Film noirs are a tricky thing to make correctly. They can fail very easily, such as the incredibly disappointing "D.O.A." They can stumble, mess up. When the rare "Who Framed Roger Rabbit?" comes along, it is time to rejoice. I must admit that when I went to see "Novocaine" with Steve Martin, I did not expect very much. I had already heard bad news about it, seen little previews for it, and generally expected it to be a bad movie. Steve Martin in a film noir about a funny dentist? Fortunately, I instantly realized I had made a mistake.
Our tale begins with Dr. Frank Sangster, a mild-mannered dentist (isn't that how it always is in film noirs?) with a fiancé/co-worker, Jean (Laura Dern), and a generally nice, peaceful little world. But that world is shaken when a sleazy, lusty woman named Susan Ivey (Helena Bonham Carter) walks through the doors. She wants Novocaine, but Frank doesn't know this. After a night of passion in the dentist's chair, Frank agrees to give her Novocaine for pain she is having. But the next day, when he thinks he may have gotten away with everything, he finds out that Susan has increased the amount on the prescription he gave her from about 1 to 100, or something like that. Soon Frank is being checked out by the Three-Letter Government Corporations, and, unable to come up with excuses for the missing Novocaine, tries to find Susan and confront her about it. Before long he is caught up in a web of deceit, murder, perjury, all the stuff I said before.
"Novocaine" is a sweet ball of darkness, laughs and film noir. It numbs you, leaving you breathless. It is as if the film itself is "Novocaine." It isn't a terrific comedy, or a terrific film noir, but it is a heck of a lot better than you have probably been led to believe. Steve Martin is about the last person you'd expect to see in a film like this, but my favorite comedian pulls it off. His character, Frank, has no idea what is going on. He isn't experienced in the world of greed, lust and so on and so forth like Susan is--he is new to it, stumbling forward unsure of where to go next. As situations catch up with him, he runs farther, searching the darkness, trying to find answers.

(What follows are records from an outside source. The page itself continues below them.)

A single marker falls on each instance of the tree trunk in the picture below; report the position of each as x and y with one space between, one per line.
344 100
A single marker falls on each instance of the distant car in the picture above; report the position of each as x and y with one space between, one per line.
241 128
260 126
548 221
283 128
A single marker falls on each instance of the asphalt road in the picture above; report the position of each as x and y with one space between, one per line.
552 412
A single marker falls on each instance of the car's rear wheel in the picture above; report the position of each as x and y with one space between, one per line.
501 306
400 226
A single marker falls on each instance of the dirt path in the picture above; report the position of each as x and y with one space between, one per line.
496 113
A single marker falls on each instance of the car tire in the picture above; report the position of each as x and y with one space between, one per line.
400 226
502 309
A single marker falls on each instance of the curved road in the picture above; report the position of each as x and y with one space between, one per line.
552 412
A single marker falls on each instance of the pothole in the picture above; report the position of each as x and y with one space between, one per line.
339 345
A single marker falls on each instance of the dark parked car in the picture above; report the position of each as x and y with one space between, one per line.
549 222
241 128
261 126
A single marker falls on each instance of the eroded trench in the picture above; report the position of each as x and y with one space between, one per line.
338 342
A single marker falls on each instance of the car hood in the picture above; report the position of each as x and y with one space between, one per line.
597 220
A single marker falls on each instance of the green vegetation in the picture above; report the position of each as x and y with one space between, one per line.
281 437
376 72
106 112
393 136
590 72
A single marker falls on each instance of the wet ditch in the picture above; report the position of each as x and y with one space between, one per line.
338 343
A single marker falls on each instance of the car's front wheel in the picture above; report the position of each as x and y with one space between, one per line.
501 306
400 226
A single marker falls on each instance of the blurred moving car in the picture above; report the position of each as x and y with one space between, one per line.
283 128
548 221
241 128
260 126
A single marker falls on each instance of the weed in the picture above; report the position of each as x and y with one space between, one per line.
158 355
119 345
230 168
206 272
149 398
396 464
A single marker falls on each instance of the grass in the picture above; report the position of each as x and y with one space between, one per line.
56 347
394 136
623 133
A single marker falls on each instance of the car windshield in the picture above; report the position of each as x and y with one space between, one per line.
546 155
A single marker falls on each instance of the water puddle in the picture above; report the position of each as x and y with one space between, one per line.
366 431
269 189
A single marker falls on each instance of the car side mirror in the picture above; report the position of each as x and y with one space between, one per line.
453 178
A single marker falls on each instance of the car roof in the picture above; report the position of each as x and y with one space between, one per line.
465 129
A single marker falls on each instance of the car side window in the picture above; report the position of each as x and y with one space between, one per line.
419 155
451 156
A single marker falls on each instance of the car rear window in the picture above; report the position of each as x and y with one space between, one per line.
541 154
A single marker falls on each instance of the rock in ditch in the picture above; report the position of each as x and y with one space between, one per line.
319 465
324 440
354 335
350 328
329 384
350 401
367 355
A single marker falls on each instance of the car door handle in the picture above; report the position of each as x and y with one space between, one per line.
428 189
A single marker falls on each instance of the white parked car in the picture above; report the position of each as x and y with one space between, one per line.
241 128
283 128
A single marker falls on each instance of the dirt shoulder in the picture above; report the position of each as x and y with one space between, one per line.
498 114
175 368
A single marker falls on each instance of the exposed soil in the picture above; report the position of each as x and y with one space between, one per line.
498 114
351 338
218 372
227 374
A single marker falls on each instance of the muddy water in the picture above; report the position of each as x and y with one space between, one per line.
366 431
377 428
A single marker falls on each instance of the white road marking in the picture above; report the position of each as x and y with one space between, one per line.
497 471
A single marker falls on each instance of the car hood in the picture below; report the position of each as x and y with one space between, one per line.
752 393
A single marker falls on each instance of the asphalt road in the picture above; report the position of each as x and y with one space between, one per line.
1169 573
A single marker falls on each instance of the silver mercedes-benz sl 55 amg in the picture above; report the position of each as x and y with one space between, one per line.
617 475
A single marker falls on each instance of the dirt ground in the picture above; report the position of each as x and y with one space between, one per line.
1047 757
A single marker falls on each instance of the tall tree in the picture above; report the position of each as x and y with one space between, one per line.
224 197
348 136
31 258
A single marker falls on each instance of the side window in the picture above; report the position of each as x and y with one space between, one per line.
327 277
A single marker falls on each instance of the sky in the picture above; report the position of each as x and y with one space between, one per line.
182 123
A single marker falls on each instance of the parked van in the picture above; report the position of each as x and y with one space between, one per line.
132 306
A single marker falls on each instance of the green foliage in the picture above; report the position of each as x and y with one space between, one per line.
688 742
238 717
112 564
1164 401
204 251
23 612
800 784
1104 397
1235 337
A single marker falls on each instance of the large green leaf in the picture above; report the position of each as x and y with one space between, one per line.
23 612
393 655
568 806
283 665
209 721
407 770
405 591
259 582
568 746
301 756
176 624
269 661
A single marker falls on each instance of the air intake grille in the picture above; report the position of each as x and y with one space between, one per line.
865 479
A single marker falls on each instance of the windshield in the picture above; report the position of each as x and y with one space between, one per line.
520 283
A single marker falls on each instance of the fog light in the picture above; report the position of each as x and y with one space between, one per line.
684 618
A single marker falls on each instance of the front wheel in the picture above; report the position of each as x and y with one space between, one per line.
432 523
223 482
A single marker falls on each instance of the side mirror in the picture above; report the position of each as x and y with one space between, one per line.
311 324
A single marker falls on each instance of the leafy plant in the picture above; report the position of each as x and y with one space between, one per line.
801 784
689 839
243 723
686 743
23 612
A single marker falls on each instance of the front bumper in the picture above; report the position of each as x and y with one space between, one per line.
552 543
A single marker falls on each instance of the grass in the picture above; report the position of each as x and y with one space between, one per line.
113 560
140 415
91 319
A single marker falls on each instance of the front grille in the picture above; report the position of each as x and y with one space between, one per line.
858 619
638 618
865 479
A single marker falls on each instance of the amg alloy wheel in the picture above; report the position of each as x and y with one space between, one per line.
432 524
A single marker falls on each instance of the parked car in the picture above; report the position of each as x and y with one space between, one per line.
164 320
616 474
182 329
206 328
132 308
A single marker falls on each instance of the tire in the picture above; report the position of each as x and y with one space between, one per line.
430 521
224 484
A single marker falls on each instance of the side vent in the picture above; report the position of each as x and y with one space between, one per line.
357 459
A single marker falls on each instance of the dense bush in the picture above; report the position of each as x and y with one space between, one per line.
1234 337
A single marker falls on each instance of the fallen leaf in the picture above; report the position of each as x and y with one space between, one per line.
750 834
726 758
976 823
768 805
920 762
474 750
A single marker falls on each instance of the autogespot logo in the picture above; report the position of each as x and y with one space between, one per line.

This is a fun movie to watch, the kind of movie I've been looking for. The beginning credits, which show X-rays of the human mouth, set the tone for the film--it is a dark movie, and leaves you feeling dirty throughout. It is the type of movie where you want to sit back, shake your head and make ticking sounds with your mouth. It frustrates you, it leads the characters into wrong decision, and you want to yell at the screen to stop them from doing what they're doing. But when the dirty feeling of the film kicks in, the small laughs along the way provide a balance to the darkness. "Novocaine" is a very well-done film noir. When the credits start rolling, you will feel surges of anger, frustration, laughter and sadness, and then the numbness will kick in on the ride home, and you'll feel like you've just been given a dose of Novocaine.